Psicopatologia Geral Karl Jaspers -
Jaspers reserved explanation for causal, law-governed relationships—typically biological or neurophysiological processes. For example, the relationship between neurosyphilis and general paresis is one of explanation : lesions cause dementia. This knowledge is objective, verifiable, and universal.

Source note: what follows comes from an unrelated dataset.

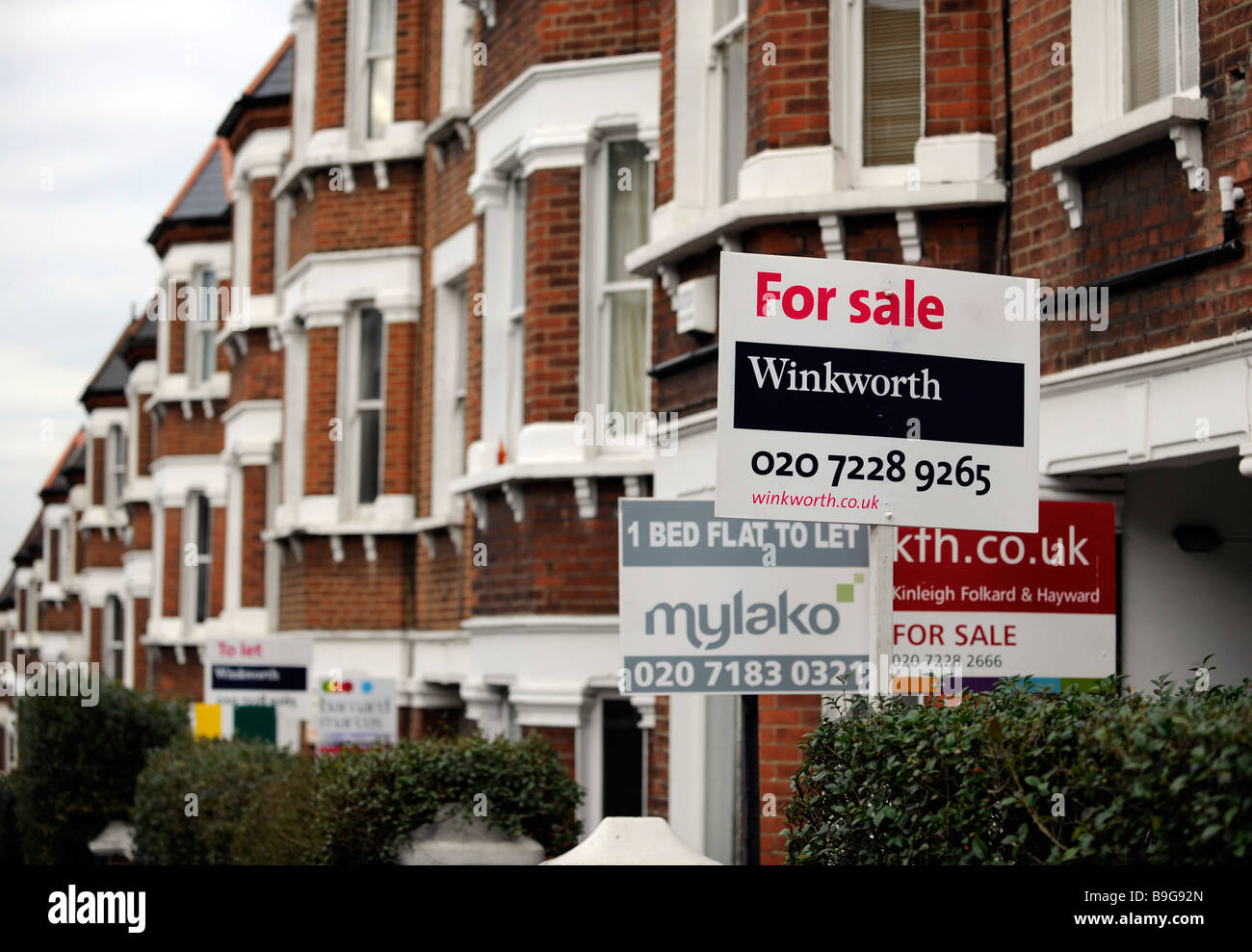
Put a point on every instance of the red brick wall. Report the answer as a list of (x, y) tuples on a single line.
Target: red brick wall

Critics (e.g., Berrios, Kendler) argue that Jaspers’ dichotomy is too rigid. Modern cognitive neuroscience shows that meaningful psychological processes are also embodied and causal. Predictive processing models of delusions, for instance, blur the line: a primary delusion may be formally incomprehensible yet neurocomputationally explainable. psicopatologia geral karl jaspers
In the early 1910s, academic psychiatry was dominated by two rival approaches: descriptive nosology (Kraepelin) and psychoanalysis (Freud). Jaspers, a philosopher turned psychiatrist, found both insufficient. Kraepelin accurately described syndromes but ignored the patient’s lived experience; Freud offered meaningful narratives but lacked methodological rigor. General Psychopathology emerged as a systematic attempt to clarify what we can know about mental illness, how we can know it, and what remains forever opaque. Critics (e
Jaspers’ General Psychopathology remains a masterwork of clinical methodology. It does not solve the mind-brain problem, nor does it provide a complete theory of mental disorder. Instead, it teaches humility: we must learn to understand what can be understood, to explain what can be explained, and to recognize when we have reached the limits of both. In an era of biomarker research and algorithmic diagnosis, Jaspers’ insistence on first-person experience is more urgent than ever. In the early 1910s, academic psychiatry was dominated
Despite critiques, Jaspers’ method is routinely taught in psychotherapy training. The distinction between understanding a patient’s response to illness (e.g., social withdrawal as meaningful) and explaining the core symptom (e.g., thought broadcasting as primary) prevents clinicians from over-psychologizing schizophrenia or under-psychologizing neurosis.